When these matters were put to the president of Cyprus, he said that Cyprus paid its contributions to the United Nations. Thousands of British tourists visit Cyprus; are these shameful conditions the best that we can do for our troops?
Lord Drayson: My Lords, I agree with my noble and learned friend that it is totally unsatisfactory. It really is not good enough. Since my right honourable friend the Minister for the Armed Forces visited those facilities very strong representations have been made to the Government of the Republic of Cyprus and to the United Nations. We expect to see improvements made quickly to the accommodation in which our troops are suffering.
Lord Anderson of Swansea: My Lords, I can confirm from my own observations that everything that my noble and learned friend Lord Morris has said is absolutely correct. How long have representations been made without anything being done about them? Is there no adequate inspection or monitoring system, and for how long will we allow this to continue?
Lord Drayson: My Lords, I understand that this situation has existed for several years. It is not good enough and, as I have said, representations have been significantly increased following the visit by my right honourable friend last September. We expect to see improvements made.
Lord Hannay of Chiswick: My Lords, what implications might the recent steps by both Turkish and Greek Cypriots to free up access to Ledra Street and the two halves of the city of Nicosia have for the British UN troops manning that part of the green line? Is it not time to look seriously at converting UNFICIP into an observer force only? That would, of course, have implications for the troops accommodation that is so clearly unsatisfactory.

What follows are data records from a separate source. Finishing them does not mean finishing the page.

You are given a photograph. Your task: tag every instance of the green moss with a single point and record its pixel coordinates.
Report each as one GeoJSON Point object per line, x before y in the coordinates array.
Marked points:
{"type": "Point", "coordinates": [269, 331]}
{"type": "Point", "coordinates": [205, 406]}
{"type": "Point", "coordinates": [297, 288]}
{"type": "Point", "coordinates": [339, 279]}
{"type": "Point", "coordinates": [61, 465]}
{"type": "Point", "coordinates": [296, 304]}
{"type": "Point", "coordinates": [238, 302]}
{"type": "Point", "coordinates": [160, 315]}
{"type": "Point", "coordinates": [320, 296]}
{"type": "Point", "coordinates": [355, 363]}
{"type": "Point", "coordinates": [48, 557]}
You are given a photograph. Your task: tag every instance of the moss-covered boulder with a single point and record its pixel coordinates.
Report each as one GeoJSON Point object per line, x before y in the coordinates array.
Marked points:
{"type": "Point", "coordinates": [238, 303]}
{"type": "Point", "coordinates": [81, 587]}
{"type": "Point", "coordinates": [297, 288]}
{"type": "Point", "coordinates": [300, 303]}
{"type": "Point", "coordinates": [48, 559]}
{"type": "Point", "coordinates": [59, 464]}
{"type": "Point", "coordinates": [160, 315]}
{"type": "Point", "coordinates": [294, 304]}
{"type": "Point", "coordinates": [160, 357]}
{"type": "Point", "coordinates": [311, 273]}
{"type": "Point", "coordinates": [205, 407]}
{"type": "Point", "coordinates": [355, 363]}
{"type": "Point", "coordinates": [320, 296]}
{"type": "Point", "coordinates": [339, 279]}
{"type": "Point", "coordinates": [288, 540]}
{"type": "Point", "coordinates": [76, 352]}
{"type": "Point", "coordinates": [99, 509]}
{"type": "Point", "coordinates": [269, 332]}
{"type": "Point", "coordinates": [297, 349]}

Lord Drayson: My Lords, I am not aware of the specific changes that the noble Lord mentions. I will write to him in response to his question. In addition to the representations, we are looking at the actions that we could take ourselves. However, we feel that this is the responsibility of the Republic of Cyprus Government, and we expect them to rectify it. We are looking at other options such as building our own accommodation but, given the time that that would take, the answer is to address the conditions in the Ledra Palace Hotel.
Lord Wallace of Saltaire: My Lords, the British Government have a very large and underutilised sovereign base not far from Nicosia. I assume that there is a good deal of surplus accommodation there. Could that not be part of the solution to this problem?
Lord Elton: My Lords, providing a solution ourselves in the form of bricks and mortar would, presumably, be exactly what the Government of Cyprus want. Is there no other recourse that we can take besides making representations, which clearly do not work?